It’s a truth universally acknowledged that the world of work will be changed forever by the pandemic. But while no one expects a return to traditional ways of working, opinions are divided about what the workspace of the future will look like.
The conventional wisdom is that when restrictions lift, most people will choose to split their work time between home and office. But that betrays a lack of imagination and a failure to grasp the true impact of what we’re going through. The much-vaunted hybrid model of working will not be a binary choice; it will be something bigger, broader and altogether more profound.
The question is, what does this new future look like? One thing is certain – this topic will dominate the boardroom of all companies. The most progressive employers are taking action quickly to drive change.
Firstly, the concept of the physical office as a core part of an organisation’s brand and operating model will not disappear. In many respects the role of the office will grow, but it will become more intentional in its design and purpose. Progressive organisations will need to offer employees more. A model based on supervision and oversight is giving way to one based on autonomy and trust. The familiar patterns of office life are important, but they will sit alongside a new world of employee-centred choice.
The Office Group (TOG) was founded in 2003 with a mission to reinvent the office space market and improve the way people work. Today, TOG is the leading design-led provider of flexible workspaces, with more than 50 buildings across the UK and Germany. Nearly 20,000 members call TOG home.
What is different about TOG is that unlike the majority of real estate providers, we are not simply a portfolio of individual office buildings. We are a cohesively designed platform of over 2.2 million sq ft of workspace – some of which is office space, but also gyms, yoga studios, meeting rooms, lounges, screening rooms, meditation rooms, cafés, bars, roof gardens and event spaces. If you are one of our members, you can have an office in one of our buildings, access multiple locations within the TOG platform, or use a mixture of the two. Having a workspace at TOG gives you access to so much more than just an office.
So how does this translate? In London, we have more than 40 buildings, in locations from Canary Wharf to Hammersmith. Whether your office is part of TOG or not, we think it will be critical for employers to provide access to a wider platform of spaces for employees to work. Team meetings, creative problem-solving, client presentations, one-to-ones, site visits, quality thinking time, content generation, relaxing and unwinding… each of these tasks may be best performed in a different setting and a different location depending on the needs of the employee, the client or the team. Employers that offer this kind of dynamic working model will have a big head start in the future battle for talent.
We designed our platform to offer this choice, as we fundamentally believe – even before COVID – that the future of work is flexible. Underpinning this is choice and ease.
A shift like this requires companies to look long and hard at their employee value proposition, to evolve their approach to real estate and select the right partners to work with to drive this shift.
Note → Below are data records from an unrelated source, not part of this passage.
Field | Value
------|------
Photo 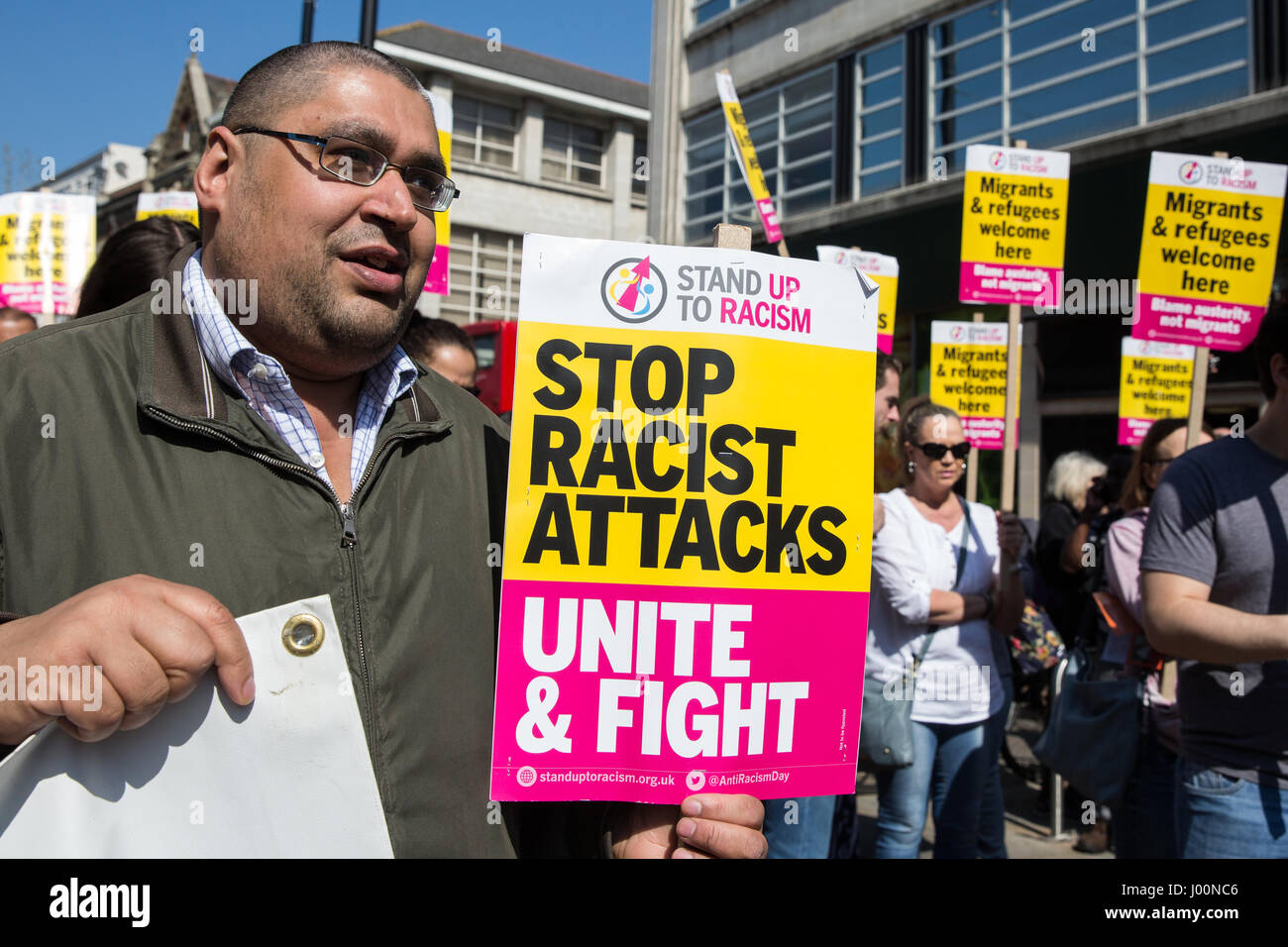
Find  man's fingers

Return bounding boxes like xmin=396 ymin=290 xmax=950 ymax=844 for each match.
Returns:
xmin=675 ymin=815 xmax=769 ymax=858
xmin=680 ymin=792 xmax=765 ymax=832
xmin=161 ymin=582 xmax=255 ymax=706
xmin=675 ymin=792 xmax=769 ymax=858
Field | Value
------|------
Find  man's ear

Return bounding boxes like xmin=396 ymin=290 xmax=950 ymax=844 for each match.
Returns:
xmin=192 ymin=125 xmax=246 ymax=214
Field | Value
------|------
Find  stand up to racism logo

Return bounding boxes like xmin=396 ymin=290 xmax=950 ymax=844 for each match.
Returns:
xmin=600 ymin=257 xmax=666 ymax=325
Traditionally, larger corporates have used flexible office space to solve short-term tactical problems, rather than as part of the strategic management of people and assets. The pandemic is forcing a reappraisal and accelerating the need for the flexible office market to evolve so that it can serve the needs of larger corporates.
That requires a service culture rooted in deep real estate expertise – a ‘best of both worlds’ proposition that marries sophisticated account management capability with a modern, agile approach to structuring solutions and service agreements. The sophistication required by the flexible sector must be matched with maturity and understanding of the needs of its customers in a way it hasn’t before.
At TOG, we are already trialling this new approach with a number of corporates, from providing a new model for key offices through to the creation of a dispersed campus of locations across London that augments a large HQ. These pilots are allowing these companies to gather the data they need to best define their working practices.
The scale and agility of the TOG platform are steadily attracting more and more big employers, including BP. The energy giant has leased Douglas House, a 50,000 sq ft property that will provide a new hub for the company’s venturing, digital and mobility futures teams, providing 700 desks for 1,000 employees and including a barista bar operated by Caravan and a state-of-the-art gym operated by Manor, as well as a roof garden and event space.
The hub will bring together technology- and innovation-focused teams who are currently spread across different London locations. It will provide adaptable and digitally enabled workspaces and allow teams either to work flexibly or collaborate in the same location to encourage creativity and innovation. As part of their TOG membership, BP staff will have access to the entire TOG platform, including coworking spaces, video conferencing booths, tech-enabled meeting rooms and event spaces.
Companies such as BP, Ocado, GSK and a slew of high-profile tech firms are working with TOG to lead the charge towards a more progressive way of working. Even before the pandemic struck, these businesses were embracing a future that offers much more than a binary choice between home and office, adapting their employer proposition to meet the evolving needs of their people.
Change in working practices is not new, and different companies have been exploring different strategies for decades. The pandemic, however, has changed the paradigm of what is expected from the employer by the employee. Companies that don’t pick up the pace and embrace this shift in ways of working will be left behind.